Thai Green Chicken Curry

If you’re looking for a quick and delicious weeknight meal that will leave your taste buds dancing, then this Thai Green Chicken Curry is just what you need! This dish is a personal favorite of mine because it combines tender chicken with a spicy, fragrant coconut sauce that warms the soul. Whether it’s a busy Tuesday or a cozy family gathering, this curry is sure to impress.

What makes this recipe even better is how fast it comes together—just 20 minutes from start to finish! You can whip it up on a whim and still feel like a gourmet chef.
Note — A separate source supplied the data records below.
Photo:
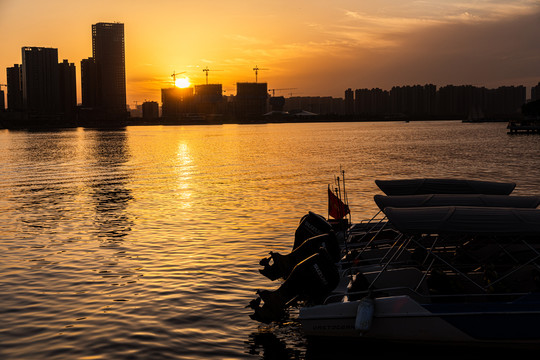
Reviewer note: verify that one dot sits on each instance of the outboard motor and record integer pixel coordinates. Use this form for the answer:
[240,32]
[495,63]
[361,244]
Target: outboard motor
[310,225]
[280,266]
[311,280]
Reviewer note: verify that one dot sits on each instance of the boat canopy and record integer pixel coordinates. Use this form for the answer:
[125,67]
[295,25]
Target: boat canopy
[465,220]
[481,200]
[443,186]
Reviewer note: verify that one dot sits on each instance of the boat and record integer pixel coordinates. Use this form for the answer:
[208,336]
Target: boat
[477,282]
[438,268]
[444,186]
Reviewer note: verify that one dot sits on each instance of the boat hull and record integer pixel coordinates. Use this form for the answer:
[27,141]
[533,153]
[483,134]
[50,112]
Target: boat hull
[401,318]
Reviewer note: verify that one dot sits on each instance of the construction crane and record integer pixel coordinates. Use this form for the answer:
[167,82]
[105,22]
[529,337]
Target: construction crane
[274,90]
[206,70]
[256,69]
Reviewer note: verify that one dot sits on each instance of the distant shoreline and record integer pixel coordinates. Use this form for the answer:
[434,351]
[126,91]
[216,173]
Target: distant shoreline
[19,124]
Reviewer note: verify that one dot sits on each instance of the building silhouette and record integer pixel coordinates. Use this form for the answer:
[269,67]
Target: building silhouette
[109,56]
[68,89]
[150,110]
[177,102]
[209,99]
[535,92]
[89,78]
[250,102]
[40,87]
[14,88]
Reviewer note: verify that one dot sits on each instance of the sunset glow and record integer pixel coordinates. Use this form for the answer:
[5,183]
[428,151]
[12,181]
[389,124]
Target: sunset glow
[317,48]
[182,82]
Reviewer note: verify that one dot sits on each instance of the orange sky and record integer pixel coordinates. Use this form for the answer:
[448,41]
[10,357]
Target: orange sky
[315,47]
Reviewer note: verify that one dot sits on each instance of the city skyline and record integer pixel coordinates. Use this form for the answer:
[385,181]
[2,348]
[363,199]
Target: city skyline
[298,46]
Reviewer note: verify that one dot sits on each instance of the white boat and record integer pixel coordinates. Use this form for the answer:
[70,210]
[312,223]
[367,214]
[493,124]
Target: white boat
[437,268]
[477,281]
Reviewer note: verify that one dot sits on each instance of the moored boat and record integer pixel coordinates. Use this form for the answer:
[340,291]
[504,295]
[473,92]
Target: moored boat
[439,268]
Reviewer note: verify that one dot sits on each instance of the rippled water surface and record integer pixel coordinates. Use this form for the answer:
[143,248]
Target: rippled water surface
[144,243]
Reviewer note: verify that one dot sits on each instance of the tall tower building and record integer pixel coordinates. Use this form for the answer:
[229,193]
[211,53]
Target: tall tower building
[109,56]
[68,88]
[89,90]
[14,91]
[40,80]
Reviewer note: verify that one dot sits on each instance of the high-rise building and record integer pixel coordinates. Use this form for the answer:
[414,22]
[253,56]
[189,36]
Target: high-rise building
[14,88]
[150,110]
[251,100]
[68,88]
[40,80]
[89,89]
[109,56]
[535,92]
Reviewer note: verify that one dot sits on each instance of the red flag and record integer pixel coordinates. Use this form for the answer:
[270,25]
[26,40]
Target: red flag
[336,208]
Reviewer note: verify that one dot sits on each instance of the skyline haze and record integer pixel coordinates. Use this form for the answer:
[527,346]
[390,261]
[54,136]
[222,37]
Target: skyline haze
[313,47]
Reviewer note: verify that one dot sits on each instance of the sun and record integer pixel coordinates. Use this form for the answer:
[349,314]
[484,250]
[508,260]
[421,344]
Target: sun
[182,82]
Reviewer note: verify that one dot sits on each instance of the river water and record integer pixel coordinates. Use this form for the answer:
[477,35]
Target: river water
[143,243]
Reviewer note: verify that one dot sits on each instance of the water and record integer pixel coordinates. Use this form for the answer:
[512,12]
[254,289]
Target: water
[144,243]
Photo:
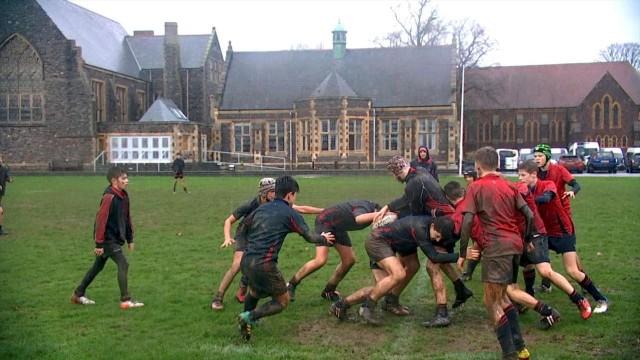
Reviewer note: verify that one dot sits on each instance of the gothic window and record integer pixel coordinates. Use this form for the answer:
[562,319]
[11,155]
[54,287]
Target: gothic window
[606,113]
[21,82]
[615,116]
[242,137]
[427,133]
[531,131]
[507,131]
[329,135]
[305,130]
[276,136]
[121,103]
[355,135]
[142,103]
[99,97]
[595,122]
[390,135]
[484,132]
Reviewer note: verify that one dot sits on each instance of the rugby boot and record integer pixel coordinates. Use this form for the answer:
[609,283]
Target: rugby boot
[585,308]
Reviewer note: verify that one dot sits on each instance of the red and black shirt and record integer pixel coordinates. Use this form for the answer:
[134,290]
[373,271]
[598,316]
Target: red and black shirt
[496,202]
[113,221]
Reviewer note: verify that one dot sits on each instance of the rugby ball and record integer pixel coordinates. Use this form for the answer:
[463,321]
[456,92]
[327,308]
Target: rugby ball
[388,218]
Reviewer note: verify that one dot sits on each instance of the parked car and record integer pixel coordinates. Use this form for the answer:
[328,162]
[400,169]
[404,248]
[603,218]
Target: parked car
[617,152]
[633,163]
[573,163]
[602,161]
[508,159]
[584,149]
[556,153]
[629,157]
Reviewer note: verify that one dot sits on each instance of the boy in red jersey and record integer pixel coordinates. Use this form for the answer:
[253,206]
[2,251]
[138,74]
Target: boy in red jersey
[496,202]
[560,230]
[561,177]
[111,230]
Plus, the vibrant colors and flavors make it perfect for any occasion!

Why You’ll Love This Recipe

  • Quick to Prepare: With only 20 minutes of cooking time, you can have dinner on the table in no time.
  • Flavorful & Delicious: The combination of green curry paste, coconut milk, and fresh veggies creates a rich flavor that everyone will love.
  • Family-Friendly: This dish is mild enough for kids but can be spiced up for adults. Everyone can enjoy it!
  • One-Pan Wonder: Less cleanup means more time to relax after dinner. Everything cooks in one pan!
  • Versatile Options: You can easily swap out ingredients based on what you have at home or your dietary preferences.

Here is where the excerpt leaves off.